# 2 HDR´s The Road & Oaks (C&C)



## engalunda (Mar 6, 2013)

Two pictures from where I live.
Are they overworked? Help me out


----------



## Fuganater (Mar 6, 2013)

I think they look awesome but I'm just a noob .

I really need to learn how to do good HDR shots...


----------



## Majeed Badizadegan (Mar 6, 2013)

Wow, the road is very nicely composed and the image has great light. The winding road leads right to the sun, which is very nice. 

The sky and foreground are pretty dark and grungy.
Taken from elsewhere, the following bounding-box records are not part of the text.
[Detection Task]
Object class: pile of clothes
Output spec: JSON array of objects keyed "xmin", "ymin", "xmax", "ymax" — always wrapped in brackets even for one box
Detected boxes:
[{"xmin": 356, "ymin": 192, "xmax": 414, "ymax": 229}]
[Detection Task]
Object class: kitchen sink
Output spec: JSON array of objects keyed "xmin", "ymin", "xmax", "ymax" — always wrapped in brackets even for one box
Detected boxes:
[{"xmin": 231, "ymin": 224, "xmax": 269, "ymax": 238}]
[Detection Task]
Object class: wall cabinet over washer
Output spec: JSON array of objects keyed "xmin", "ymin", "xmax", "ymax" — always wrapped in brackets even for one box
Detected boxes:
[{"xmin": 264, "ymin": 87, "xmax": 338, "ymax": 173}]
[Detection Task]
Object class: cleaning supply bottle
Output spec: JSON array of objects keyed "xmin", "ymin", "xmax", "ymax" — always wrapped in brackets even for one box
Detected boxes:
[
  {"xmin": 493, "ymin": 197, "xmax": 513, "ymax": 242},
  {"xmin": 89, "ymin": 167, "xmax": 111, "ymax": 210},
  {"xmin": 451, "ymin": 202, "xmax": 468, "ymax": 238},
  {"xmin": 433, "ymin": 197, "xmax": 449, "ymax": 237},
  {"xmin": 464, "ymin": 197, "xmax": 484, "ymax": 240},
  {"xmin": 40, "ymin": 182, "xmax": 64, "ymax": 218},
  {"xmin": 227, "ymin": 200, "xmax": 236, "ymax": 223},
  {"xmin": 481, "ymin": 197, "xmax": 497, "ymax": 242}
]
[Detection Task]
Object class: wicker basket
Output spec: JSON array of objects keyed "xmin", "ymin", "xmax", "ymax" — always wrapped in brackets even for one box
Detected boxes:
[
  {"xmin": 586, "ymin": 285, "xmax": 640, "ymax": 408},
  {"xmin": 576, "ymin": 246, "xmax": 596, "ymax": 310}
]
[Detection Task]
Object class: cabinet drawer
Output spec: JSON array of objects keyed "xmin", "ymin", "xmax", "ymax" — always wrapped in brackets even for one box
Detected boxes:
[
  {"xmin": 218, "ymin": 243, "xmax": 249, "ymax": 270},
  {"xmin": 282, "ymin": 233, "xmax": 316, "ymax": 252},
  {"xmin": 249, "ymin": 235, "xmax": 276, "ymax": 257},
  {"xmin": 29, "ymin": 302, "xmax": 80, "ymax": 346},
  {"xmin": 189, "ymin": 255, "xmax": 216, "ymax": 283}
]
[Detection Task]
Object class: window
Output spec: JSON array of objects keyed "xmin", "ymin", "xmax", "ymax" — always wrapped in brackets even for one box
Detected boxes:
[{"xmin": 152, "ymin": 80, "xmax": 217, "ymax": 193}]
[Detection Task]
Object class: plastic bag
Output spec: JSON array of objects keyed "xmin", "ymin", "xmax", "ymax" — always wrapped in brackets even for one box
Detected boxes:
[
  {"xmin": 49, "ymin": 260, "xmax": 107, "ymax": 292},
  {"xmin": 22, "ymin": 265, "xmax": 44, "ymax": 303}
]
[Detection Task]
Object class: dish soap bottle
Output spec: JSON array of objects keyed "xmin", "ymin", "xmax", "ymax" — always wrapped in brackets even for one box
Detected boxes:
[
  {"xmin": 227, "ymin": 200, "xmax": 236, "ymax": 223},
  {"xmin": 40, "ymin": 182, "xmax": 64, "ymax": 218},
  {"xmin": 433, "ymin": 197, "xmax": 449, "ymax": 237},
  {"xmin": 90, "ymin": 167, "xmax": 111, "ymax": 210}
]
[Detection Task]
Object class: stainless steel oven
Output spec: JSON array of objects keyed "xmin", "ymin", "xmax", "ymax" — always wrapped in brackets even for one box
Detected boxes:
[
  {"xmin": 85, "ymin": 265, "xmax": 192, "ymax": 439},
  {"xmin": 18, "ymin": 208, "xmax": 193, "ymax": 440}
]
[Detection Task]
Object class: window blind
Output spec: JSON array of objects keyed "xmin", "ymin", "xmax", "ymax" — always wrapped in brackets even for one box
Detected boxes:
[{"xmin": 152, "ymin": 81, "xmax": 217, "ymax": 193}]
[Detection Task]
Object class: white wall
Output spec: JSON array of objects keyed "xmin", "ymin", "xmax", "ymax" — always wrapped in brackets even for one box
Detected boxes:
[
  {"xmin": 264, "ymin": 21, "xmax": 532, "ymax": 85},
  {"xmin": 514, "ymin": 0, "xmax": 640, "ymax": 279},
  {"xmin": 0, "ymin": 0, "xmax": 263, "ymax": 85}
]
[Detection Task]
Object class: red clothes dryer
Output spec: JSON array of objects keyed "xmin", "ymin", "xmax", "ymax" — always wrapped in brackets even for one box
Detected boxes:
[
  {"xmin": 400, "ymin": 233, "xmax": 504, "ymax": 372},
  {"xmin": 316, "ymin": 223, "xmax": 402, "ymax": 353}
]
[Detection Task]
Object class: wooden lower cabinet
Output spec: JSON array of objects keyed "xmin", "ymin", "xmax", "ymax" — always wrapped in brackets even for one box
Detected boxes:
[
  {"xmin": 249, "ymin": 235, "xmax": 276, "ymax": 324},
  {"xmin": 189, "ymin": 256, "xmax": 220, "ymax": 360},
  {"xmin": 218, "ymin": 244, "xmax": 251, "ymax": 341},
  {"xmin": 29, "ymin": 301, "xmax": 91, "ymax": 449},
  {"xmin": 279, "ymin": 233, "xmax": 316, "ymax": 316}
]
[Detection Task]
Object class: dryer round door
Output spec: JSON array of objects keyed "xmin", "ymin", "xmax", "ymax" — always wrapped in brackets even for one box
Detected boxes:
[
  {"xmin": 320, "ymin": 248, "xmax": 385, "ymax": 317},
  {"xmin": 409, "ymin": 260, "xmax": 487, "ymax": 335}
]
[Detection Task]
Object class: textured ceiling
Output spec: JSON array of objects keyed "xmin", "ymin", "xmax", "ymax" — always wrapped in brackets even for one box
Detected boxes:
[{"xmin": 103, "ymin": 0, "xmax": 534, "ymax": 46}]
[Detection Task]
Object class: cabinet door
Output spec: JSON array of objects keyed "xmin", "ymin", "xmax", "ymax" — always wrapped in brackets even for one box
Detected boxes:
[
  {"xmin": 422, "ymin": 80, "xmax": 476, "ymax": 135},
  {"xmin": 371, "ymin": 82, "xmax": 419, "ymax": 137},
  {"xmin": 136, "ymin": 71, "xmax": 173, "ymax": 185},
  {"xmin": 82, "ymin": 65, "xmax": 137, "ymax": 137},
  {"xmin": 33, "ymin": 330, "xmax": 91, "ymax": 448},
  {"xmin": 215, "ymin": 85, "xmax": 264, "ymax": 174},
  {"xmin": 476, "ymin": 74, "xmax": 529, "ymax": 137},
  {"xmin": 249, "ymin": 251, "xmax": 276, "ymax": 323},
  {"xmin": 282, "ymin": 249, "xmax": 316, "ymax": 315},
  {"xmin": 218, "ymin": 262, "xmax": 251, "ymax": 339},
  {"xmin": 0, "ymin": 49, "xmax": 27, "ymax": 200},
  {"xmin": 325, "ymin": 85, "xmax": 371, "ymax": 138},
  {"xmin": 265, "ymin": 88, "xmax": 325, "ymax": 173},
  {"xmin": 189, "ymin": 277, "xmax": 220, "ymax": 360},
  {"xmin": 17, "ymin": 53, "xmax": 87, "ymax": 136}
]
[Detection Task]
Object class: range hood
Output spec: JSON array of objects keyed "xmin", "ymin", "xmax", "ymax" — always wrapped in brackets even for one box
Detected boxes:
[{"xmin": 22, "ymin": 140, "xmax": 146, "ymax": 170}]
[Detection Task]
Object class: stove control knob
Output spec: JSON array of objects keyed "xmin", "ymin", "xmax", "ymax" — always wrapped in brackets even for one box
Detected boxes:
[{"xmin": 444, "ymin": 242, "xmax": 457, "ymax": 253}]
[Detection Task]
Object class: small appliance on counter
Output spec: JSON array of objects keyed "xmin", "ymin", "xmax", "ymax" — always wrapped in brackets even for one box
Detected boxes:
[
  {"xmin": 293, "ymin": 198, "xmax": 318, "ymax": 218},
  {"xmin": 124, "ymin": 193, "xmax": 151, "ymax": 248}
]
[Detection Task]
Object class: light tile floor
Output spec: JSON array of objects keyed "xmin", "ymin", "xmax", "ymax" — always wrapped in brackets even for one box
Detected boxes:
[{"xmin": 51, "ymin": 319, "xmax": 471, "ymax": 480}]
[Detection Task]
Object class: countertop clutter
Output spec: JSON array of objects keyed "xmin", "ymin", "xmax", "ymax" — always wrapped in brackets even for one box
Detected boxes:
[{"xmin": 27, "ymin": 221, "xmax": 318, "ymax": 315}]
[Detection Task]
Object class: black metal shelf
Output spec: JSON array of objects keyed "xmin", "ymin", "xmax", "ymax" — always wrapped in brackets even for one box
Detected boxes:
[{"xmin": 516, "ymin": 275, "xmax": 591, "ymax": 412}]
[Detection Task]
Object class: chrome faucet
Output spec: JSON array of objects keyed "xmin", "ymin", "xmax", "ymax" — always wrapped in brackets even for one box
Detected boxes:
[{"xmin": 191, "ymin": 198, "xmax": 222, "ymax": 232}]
I would consider working on more natural processing for this particular shot.


----------



## laynea24 (Mar 6, 2013)

I really like the first one!


----------



## dange (Mar 7, 2013)

nice.. what technique you use for editing.. how many exp. taken...


----------



## engalunda (Mar 7, 2013)

5 exp edited in photomatix and CS6, thank you!


----------



## Red_John (Mar 18, 2013)

Liked the first one dude


----------



## The Barbarian (Mar 19, 2013)

These are both pretty good shots.    I like the trees better, but I'm not sure why.   I think the landscape in the first one could have been opened up a bit more.


----------



## jaguaraz (Mar 19, 2013)

Love the composition of the first one.  I think your HDR treatment work; it is subtle and soft.  Well done.


----------



## bunny99123 (Mar 19, 2013)

Love the first one


----------